Pick something like The Telegraph to get a "cheerleader for capitalism". It infects everything, even the footie, and damn the facts. If it's science or tech they're very unlikely to have understood. Thirty years ago they were more like the Economist - we may vehemently disagree on some points, agree on others, but their core facts and striving for accuracy were reasonable.

It's not an uncritical cheerleader, though. They do support free trade and globalisation, yes, but also drug legalisation, gun control, carbon taxes, gay marriage, etc.

For US presidential elections, they endorsed Bill Clinton, John Kerry, Barack Obama, and Hillary Clinton.

Are you implying that because their record of presidential endorsements have a (D) after their name, we can thus infer they are critical thinkers?
No, that was a second point: The Economist is often portrayed as a right-wing or libertarian magazine, and I think that's an unfair and inaccurate portrayal. The list of endorsements supports that (unstated) point.

(EDIT: typos)

They are a right-wing magazine (i.e. ardently pro-capitalist). Their endorsements support that idea. All of those candidates that they supported were also ardent supporters of capital.
This is kind of a weird critique though. It's like, it's not enough for a movie critic to think some movies are bad and they should have been made better. They have to hate the whole concept of movies.
Or more like, to be a true critical, you can only like the stuff that no one has ever heard of.

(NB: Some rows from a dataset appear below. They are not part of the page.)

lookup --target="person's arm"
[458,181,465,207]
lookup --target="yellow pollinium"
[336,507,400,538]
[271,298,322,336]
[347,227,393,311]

"Oh me, yes, I'm very liberal. I'd tell you about what candidate I support, but you've probably never heard of them..."

If you want to call the candidates from the left party in the US right-wing, sure (when you look at it on a global scale, you might have a point there).

But as I said, while The Economist supports free trade and free markets, they are not laissez-faire, but support sensible regulation, anti-trust, action on climate, etc.

> "The Economist considers itself the enemy of privilege, pomposity and predictability." [1]

> Is The Economist left- or right-wing? Neither. We consider ourselves to be in the "radical centre" [2]

[1] https://web.archive.org/web/20090228231949/http://www.econom...

[2] https://www.economist.com/the-economist-explains/2013/09/02/...

https://web.archive.org/web/20190329063026/https://www.econo...

Considering the shift in the Overton window the last 50 years in the USA, radically center is right wing.
What exactly does an anti-capitalist look like that would be considered something that most Americans would recognize?